Access to justice

There is currently an interesting debate on in the Supreme Court about establishing more number of regional courts which would be the final court for appeal. One proposal says that the Supreme Court should establish more number of branches so that even people coming from far off need not worry about access to justice. The second proposal is, the Supreme Court cannot be split into various branches but we can have more regional courts which will be the final courts of appeal.

This comes in view of the high number of pending cases in the Supreme Court, in 1950 the pending cases before the Supreme Court were 680, as of September 2010 are 53,221. It is argued that one of the reasons behind this is that the appellate jurisdiction of the Supreme Court has been stretched too far.
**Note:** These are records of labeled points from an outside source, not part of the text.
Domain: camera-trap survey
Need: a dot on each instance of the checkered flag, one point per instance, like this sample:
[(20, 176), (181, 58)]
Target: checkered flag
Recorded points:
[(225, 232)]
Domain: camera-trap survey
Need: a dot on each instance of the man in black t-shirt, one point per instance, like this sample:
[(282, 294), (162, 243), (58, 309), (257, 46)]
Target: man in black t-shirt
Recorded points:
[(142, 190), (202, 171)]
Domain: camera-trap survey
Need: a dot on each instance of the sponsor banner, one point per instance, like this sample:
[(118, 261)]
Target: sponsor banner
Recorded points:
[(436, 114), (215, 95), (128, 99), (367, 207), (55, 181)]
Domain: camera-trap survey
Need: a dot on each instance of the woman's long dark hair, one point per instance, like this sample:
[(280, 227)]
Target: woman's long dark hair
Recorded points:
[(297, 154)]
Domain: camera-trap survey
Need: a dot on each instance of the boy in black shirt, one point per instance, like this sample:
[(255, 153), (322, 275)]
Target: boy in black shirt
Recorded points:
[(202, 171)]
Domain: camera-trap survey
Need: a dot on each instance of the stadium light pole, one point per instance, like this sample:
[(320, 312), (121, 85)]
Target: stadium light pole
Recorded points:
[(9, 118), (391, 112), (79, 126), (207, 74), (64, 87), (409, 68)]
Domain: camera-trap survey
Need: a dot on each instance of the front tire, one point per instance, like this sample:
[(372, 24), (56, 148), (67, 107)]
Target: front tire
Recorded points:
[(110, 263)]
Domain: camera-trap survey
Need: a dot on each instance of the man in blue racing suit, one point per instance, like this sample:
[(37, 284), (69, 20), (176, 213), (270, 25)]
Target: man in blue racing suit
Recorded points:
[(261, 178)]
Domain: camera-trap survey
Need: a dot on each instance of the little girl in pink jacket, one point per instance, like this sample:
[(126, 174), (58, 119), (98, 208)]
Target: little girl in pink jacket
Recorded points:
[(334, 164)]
Whereas the constitution wanted the Supreme Court to be the apex court to decide matters of national importance and concerning public good. But it is believed by many that the Supreme Court has entertained too many appeals which should have been decided by the High Court itself.

But the flip side of these proposals are that if the Supreme Court only confines itself to issues of national importance then the injustice done to the citizens and which should rightly be placed before the Supreme Court if the High Court has mislead itself is necessary.

Access to Supreme Court is in a way is access to justice and if these doors are closed on the grounds that the issue at stake is not of national importance then it is a violation of the very principles of justice. Injustice done is injustice done whether at the local level or at a national level and it has to be given its due importance.